Lackawanna Trail community donates books to school in Bahamas

By Ben Freda - For Abington Journal | August 26th, 2015 5:11 pm

FACTORYVILLE — After learning that Sandilands Public Primary School, located in Nassau, Bahamas, had only eight books in each classroom library, Crissy Wiswell felt the need to take action.

The Lackawanna Trail first-grade teacher talked to Brian Kelly, principal of Lackawanna Trail Elementary, and the wheels were in motion.

For two weeks in May, the elementary center held a book donation called Book Drive So They Can Thrive. Students, teachers, and administrators donated all kinds of new and gently-used books, fiction and non-fiction, about anything from fairy tales to reference books.

“All this happened because Mr. Kelly, without reservation, said, ‘Yes,’” said Wiswell. “I love that we (Lackawanna Trail Elementary Center) were able to put books in the hands of children who might never have a book. We’re trying to cultivate the love of reading, and we have a way to do it.”

The purpose of this book drive was to donate enough books so that Sandilands could have a small library in each classroom.

“When we started, my realist hope was that our school might help set up two or three classroom libraries,” she said. “By the end of the week, we had gathered over 1,000 books. On the final day, our number had rocketed to 2,047 books. My hope for setting up two or three classroom libraries changed to putting a book into the hands of every student in the school.”

Wiswell heard about Sandilands Public Primary School from her friends Lenore and her daughter Rebecca Hosier, who both lived in the Bahamas for a year. Lenore, who has a degree in education, helped out in a middle school on the island. Rebecca was a youth advisor and aid at Sandilands.

The Hosiers, who currently live in Liberty, told Wiswell about how they saw firsthand the poor conditions of the island.

The Hosiers told Wiswell that children who attend Sandilands live in one of the poorest areas of Nassau. She was also told that children who attend this school are required to wear a uniform, but the parents can only afford one.

“Rebecca shared with me that there are days that children do not go to school because their uniform is too dirty to be worn,” said Wiswell.

“We were pleased and humbled by the response from the staff and children at Lackawanna Trail Elementary School,” said Lenore. “To know that people would be so generous to other people from another culture and country that they had never met is an encouragement. We often assume that kids in our society are more focused on acquiring the latest toy or piece of new technology than giving to someone less fortunate than themselves.”

After collecting the books for the drive, the next task was to ship the books to Sandilands.

“It’s crazy expensive to ship a box of books down there,” said Wiswell.

The Hosiers found people in various communities to sponsor a shipment of books.

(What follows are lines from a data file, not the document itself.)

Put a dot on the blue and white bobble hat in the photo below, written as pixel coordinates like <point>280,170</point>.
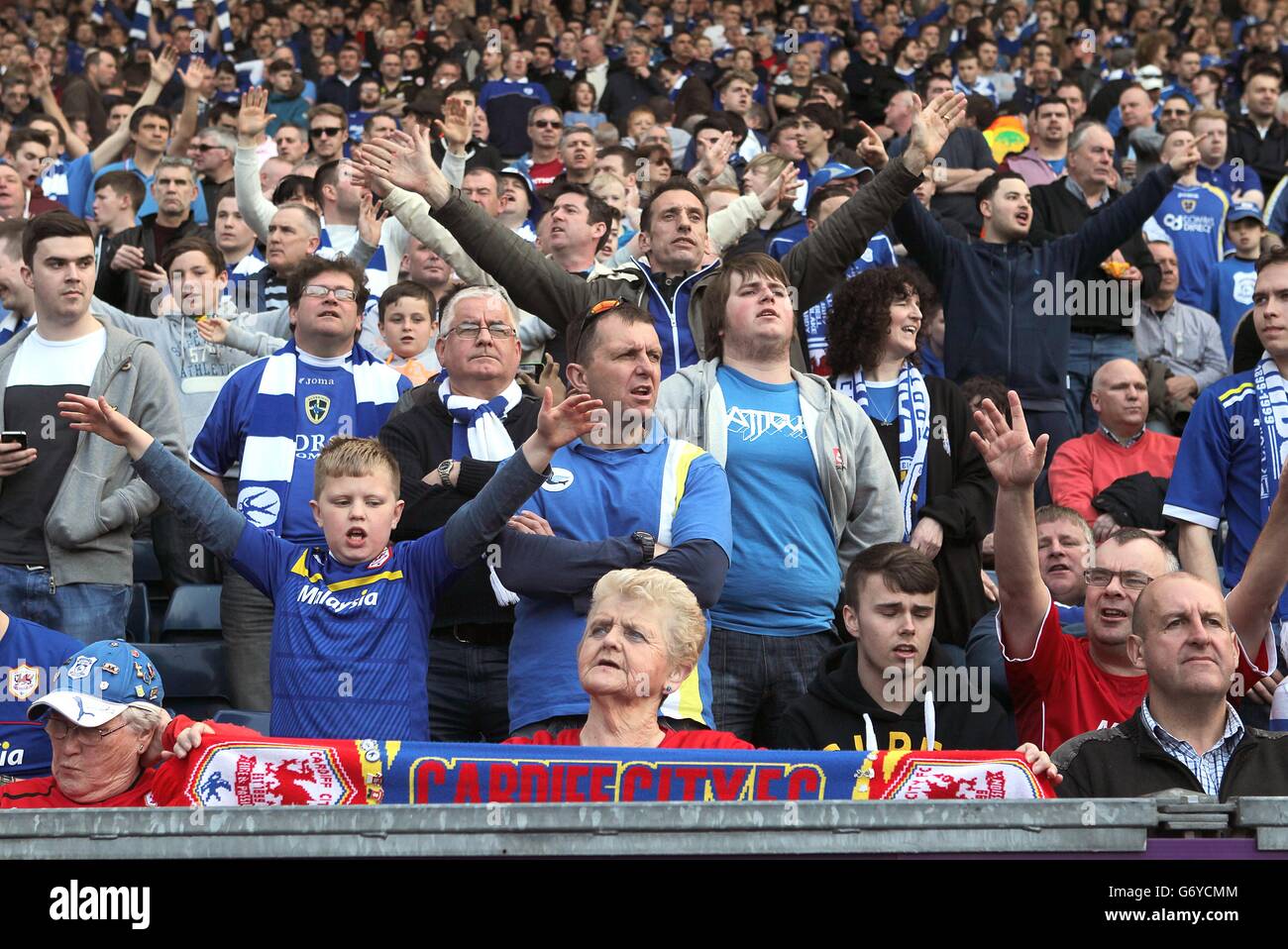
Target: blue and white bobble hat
<point>99,682</point>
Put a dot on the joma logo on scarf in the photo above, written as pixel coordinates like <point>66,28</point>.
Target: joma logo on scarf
<point>321,596</point>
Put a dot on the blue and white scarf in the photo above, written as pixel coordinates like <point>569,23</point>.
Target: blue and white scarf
<point>1273,404</point>
<point>268,455</point>
<point>478,433</point>
<point>913,403</point>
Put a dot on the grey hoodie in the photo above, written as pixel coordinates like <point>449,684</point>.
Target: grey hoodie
<point>858,484</point>
<point>101,499</point>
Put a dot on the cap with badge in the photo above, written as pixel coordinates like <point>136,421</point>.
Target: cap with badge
<point>99,682</point>
<point>1241,209</point>
<point>833,171</point>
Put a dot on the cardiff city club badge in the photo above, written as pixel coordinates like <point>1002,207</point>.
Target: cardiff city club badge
<point>316,408</point>
<point>24,682</point>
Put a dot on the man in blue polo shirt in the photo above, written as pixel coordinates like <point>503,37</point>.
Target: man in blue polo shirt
<point>29,654</point>
<point>271,419</point>
<point>626,477</point>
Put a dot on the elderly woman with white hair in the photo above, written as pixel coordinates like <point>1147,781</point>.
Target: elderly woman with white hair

Also, when they heard of someone going to the Bahamas for a work or vacation, they would send an extra suitcase of books for that person to deliver.

“Many of the books have already been delivered to the school and will greet them with the new school year starting next week,” said Lenore. “The rest will go with us and our mission team traveling to the Bahamas later this fall. We can’t begin to thank everyone at the school for their kindness and hard work.”

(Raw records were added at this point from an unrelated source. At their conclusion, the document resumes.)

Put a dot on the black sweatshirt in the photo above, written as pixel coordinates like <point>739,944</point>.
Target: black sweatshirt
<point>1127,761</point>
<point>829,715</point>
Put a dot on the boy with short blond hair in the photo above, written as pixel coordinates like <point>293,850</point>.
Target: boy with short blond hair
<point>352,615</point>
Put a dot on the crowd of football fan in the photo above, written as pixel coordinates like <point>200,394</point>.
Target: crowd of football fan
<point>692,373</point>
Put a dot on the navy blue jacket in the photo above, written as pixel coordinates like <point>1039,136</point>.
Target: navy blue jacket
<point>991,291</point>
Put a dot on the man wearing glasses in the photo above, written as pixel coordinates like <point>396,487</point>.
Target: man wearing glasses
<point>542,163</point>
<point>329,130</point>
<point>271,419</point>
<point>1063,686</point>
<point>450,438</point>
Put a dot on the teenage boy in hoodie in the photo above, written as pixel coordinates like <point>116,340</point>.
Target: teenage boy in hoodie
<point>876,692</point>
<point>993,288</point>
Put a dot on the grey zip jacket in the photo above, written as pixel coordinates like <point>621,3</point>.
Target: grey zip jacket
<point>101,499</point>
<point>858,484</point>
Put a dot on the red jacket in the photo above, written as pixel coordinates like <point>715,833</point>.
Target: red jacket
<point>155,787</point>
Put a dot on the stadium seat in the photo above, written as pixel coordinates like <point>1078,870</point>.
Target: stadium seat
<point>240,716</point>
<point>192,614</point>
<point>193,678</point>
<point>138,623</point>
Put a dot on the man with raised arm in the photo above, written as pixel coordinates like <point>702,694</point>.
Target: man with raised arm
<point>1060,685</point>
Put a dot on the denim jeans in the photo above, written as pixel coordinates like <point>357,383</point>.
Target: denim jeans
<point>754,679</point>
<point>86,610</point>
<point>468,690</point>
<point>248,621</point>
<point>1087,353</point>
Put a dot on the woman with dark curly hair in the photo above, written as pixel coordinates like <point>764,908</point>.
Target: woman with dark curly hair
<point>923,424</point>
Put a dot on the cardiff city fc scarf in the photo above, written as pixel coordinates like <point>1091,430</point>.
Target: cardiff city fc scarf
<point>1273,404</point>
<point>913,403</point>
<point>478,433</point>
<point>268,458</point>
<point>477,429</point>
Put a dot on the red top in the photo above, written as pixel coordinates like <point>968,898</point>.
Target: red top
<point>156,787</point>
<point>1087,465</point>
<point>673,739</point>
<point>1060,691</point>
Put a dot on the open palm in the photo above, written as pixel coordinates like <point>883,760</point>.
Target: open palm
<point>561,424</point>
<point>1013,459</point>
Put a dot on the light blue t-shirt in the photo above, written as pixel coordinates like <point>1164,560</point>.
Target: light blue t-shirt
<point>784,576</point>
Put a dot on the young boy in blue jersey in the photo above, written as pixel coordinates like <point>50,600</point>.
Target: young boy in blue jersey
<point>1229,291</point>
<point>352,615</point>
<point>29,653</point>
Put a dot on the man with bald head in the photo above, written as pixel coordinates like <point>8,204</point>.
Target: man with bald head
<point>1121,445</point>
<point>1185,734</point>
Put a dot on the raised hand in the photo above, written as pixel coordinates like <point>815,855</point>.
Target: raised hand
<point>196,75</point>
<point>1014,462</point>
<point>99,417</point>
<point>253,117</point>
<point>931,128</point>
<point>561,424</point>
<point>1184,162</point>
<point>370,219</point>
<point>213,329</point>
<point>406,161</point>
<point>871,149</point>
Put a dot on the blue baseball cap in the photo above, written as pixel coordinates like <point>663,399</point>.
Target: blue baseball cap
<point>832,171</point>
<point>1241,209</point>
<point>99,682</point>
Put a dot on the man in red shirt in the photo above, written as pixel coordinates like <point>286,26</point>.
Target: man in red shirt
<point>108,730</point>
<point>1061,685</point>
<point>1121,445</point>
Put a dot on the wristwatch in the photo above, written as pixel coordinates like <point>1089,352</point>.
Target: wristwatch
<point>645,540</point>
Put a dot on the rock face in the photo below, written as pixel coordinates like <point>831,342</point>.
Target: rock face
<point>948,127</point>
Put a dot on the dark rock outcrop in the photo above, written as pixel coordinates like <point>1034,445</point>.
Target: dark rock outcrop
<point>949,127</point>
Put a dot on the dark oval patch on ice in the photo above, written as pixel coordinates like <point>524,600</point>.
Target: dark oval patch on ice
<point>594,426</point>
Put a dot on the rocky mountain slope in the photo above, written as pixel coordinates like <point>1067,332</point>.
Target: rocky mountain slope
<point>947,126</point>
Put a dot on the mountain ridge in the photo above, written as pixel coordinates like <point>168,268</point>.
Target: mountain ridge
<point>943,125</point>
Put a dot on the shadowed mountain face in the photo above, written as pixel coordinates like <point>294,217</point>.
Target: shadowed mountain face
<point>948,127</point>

As a token of gratitude, the folks at Sandilands sent the Lackawanna Trail Elementary Center a note, a flag of the Bahamas, and photos of students holding books.

“When I think of the lives that were touched by the generosity of our students, parents, teachers, and administrators here at Lackawanna Trail School District, it just makes my heart sing,” said Wiswell.

Elementary principal Brian Kelly is proud of Wiswell and the Lackawanna Trail community for doing the book donation.

“When Mrs. Wiswell approached me about the idea and told me these students were in need, I knew she was determined to help,” he said. “Mrs. Wiswell is a woman who was born to teach and help others. I offered her immediate approval but never imagined over 2,000 books would be donated. It’s a wonderful story about a dedicated teacher and the Lackawanna Trail Community coming together to help others in need.”